The tensions between health and the economy were thrown into sharp relief Wednesday when Federal Reserve chief Jay Powell warned of a potential “wave of bankruptcies” that could cause lasting harm.
Further signs of the damage to businesses emerged Thursday when Lloyd’s of London forecast the pandemic will cost the global insurance industry about $203 billion.
And Australia released figures showing almost 600,000 people lost their jobs as the country’s virus shutdown took hold in April, the steepest monthly drop in employment since records began more than 40 years ago.
But the reopening of economies continued in earnest across Europe, where the EU has set out proposals for a phased restart of travel and the eventual lifting of border controls.
Elsewhere, Japan — the world’s third largest economy — lifted a state of emergency across most of the country except for Tokyo and Osaka.
New Zealanders mingled with friends and hit the shopping malls for the first time in seven weeks as a national lockdown ended and businesses faced a “new normal” minimising the constant threat of coronavirus.
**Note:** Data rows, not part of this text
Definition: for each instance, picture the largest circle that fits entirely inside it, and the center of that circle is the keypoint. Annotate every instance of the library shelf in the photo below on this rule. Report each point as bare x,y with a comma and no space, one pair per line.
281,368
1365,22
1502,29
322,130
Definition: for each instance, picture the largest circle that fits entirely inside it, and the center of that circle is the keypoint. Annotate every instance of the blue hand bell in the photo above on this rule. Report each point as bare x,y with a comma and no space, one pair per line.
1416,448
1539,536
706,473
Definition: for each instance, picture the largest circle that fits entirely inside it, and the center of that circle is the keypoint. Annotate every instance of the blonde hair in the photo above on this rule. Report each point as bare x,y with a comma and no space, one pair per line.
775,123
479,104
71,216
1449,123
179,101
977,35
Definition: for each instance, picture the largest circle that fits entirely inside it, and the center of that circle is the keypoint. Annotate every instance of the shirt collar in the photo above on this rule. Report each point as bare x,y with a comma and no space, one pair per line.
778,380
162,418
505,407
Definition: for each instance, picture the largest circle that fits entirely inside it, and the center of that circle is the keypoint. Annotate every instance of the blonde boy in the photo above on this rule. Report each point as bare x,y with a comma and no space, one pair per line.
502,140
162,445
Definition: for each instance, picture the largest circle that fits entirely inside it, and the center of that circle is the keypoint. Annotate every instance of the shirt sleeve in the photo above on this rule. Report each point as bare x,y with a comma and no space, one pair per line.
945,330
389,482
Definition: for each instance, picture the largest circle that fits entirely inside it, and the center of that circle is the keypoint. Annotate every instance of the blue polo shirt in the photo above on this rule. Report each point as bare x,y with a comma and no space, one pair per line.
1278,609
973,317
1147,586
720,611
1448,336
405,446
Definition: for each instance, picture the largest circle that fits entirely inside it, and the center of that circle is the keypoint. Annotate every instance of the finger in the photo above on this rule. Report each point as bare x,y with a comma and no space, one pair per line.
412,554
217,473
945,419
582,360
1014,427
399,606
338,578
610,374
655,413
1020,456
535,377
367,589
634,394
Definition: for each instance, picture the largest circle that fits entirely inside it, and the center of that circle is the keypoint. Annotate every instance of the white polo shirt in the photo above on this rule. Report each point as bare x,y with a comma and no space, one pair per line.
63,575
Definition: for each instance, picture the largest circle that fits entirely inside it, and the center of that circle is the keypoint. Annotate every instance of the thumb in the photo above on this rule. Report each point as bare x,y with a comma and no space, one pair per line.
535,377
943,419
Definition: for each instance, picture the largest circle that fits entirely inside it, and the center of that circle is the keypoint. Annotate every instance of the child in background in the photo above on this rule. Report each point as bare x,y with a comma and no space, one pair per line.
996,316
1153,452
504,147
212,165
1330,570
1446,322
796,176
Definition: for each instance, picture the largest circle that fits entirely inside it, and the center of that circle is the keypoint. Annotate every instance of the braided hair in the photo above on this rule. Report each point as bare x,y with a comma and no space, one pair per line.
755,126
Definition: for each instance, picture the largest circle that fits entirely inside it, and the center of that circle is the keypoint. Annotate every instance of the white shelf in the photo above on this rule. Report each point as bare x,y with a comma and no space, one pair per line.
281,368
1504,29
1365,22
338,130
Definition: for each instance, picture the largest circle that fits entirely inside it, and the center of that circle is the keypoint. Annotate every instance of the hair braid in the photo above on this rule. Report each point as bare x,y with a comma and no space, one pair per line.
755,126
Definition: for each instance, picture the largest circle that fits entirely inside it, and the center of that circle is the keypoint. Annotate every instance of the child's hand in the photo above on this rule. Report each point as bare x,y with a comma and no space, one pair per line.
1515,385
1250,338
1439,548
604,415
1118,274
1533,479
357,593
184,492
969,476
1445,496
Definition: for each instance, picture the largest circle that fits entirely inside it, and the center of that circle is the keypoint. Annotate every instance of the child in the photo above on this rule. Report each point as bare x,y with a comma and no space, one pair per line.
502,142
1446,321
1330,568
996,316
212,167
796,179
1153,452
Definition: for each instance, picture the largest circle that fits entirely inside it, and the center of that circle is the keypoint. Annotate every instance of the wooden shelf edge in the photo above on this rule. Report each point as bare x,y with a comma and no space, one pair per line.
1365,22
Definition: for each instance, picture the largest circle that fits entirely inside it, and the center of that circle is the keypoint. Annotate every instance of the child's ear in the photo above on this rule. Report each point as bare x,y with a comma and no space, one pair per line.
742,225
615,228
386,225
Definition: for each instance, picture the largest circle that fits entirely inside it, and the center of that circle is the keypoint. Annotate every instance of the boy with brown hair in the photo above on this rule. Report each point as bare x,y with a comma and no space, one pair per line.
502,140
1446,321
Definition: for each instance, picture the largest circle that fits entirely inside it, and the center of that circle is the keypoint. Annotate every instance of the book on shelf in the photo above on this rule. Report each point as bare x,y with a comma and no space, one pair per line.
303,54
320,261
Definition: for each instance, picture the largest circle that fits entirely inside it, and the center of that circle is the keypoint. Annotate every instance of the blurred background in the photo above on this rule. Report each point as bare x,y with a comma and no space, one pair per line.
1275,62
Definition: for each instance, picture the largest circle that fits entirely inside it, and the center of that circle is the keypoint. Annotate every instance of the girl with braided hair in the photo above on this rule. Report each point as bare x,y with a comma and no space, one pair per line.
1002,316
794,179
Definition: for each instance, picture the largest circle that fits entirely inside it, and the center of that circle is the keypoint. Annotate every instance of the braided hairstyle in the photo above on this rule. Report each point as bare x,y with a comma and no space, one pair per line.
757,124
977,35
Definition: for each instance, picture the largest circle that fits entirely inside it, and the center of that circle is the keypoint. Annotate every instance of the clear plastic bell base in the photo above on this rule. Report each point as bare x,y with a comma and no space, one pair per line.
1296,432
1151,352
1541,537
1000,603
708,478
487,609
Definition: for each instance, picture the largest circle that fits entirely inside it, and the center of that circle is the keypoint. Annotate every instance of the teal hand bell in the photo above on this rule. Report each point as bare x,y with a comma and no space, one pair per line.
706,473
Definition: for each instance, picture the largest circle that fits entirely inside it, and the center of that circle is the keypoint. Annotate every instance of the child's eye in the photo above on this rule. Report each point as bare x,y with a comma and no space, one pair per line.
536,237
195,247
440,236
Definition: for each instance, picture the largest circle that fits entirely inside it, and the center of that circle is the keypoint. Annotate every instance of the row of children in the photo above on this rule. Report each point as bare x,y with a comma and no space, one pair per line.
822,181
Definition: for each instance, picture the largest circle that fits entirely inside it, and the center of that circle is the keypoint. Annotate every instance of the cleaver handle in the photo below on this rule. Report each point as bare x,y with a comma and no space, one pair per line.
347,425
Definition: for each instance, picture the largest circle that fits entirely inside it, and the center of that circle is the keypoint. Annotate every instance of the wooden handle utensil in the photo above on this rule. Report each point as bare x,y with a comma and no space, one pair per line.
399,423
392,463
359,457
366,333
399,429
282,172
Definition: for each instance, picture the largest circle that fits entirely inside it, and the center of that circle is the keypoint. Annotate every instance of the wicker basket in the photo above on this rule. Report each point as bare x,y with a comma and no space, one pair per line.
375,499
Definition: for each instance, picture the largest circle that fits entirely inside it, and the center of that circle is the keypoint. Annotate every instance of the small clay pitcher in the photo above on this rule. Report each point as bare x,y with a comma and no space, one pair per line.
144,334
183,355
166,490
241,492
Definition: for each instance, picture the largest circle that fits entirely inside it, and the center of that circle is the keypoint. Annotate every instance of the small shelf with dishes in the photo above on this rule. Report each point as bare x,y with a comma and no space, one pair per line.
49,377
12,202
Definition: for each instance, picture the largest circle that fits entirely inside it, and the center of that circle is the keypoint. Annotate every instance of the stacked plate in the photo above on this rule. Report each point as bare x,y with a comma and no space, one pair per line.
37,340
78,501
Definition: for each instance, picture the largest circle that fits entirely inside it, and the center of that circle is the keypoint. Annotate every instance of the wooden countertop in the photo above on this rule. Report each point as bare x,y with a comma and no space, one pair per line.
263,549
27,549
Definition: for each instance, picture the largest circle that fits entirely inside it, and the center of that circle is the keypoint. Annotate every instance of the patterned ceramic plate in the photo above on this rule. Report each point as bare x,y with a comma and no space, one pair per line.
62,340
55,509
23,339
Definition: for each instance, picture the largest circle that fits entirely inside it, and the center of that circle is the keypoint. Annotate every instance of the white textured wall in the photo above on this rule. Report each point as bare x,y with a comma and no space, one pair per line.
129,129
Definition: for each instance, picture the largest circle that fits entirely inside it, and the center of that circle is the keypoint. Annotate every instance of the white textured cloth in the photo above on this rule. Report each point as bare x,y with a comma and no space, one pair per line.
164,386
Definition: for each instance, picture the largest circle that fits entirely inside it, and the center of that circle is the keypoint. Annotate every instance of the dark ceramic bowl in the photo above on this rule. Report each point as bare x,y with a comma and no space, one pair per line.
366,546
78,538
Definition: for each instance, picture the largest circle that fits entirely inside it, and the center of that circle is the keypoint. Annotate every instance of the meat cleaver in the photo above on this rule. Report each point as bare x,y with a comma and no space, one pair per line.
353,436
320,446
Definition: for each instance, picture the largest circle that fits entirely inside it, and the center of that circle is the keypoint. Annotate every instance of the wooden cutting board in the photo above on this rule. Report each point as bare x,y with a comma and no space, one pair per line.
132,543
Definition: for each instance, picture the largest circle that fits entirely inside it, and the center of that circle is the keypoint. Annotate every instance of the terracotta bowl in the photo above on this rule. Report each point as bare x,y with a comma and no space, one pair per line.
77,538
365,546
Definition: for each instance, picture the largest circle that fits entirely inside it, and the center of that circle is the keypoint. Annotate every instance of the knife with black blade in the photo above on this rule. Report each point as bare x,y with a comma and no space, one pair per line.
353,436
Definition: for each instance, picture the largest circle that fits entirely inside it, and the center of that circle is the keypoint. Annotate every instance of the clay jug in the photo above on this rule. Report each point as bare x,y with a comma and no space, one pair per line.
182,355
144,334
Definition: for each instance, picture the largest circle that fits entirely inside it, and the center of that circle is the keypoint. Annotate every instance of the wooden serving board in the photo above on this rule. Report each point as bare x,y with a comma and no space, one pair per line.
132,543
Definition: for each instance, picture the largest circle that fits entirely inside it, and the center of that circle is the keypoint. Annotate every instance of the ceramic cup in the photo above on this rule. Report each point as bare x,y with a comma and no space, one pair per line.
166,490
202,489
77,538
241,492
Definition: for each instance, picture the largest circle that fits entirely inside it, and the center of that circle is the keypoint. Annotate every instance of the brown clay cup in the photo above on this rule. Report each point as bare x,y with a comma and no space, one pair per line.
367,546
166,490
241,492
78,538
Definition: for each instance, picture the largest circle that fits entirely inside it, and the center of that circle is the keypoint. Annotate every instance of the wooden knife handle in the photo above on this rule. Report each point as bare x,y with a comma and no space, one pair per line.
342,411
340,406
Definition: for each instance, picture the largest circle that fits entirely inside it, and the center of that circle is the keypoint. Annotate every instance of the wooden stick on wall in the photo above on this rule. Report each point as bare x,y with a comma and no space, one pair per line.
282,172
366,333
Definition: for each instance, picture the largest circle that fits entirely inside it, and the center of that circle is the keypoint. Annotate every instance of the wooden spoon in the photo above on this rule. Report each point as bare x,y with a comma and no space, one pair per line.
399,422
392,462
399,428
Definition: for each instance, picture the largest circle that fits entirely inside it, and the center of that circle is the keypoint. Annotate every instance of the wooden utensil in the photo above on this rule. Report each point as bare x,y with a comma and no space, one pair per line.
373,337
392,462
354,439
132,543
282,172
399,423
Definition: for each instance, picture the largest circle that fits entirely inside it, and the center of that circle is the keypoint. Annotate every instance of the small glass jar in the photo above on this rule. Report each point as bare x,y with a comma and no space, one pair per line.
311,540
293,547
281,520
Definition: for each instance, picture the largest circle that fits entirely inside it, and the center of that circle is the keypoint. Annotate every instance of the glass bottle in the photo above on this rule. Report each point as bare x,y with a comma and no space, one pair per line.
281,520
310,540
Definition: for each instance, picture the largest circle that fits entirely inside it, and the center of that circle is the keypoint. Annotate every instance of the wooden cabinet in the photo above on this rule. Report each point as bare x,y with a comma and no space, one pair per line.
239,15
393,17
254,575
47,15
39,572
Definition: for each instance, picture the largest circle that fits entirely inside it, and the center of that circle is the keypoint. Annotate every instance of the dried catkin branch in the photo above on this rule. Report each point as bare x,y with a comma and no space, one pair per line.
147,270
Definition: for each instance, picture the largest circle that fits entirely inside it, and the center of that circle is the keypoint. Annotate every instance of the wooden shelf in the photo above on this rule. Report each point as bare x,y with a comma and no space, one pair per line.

Children were back to school in Finland, while in France some beaches reopened — but only for fishing and swimming, and people in England were allowed to leave their homes more freely.
However, in Latin America the virus continued to surge, with a 60 percent leap in cases in the Chilean capital of Santiago, prompting authorities to impose a total lockdown on the city.
“It should have come a month before, about 20 days before, because there are many infected people,” said Juana Vergara, a retiree.
In Argentina, officials were watching Buenos Aires warily after one of its poorest and most densely populated neighbourhoods showed a spike in infections.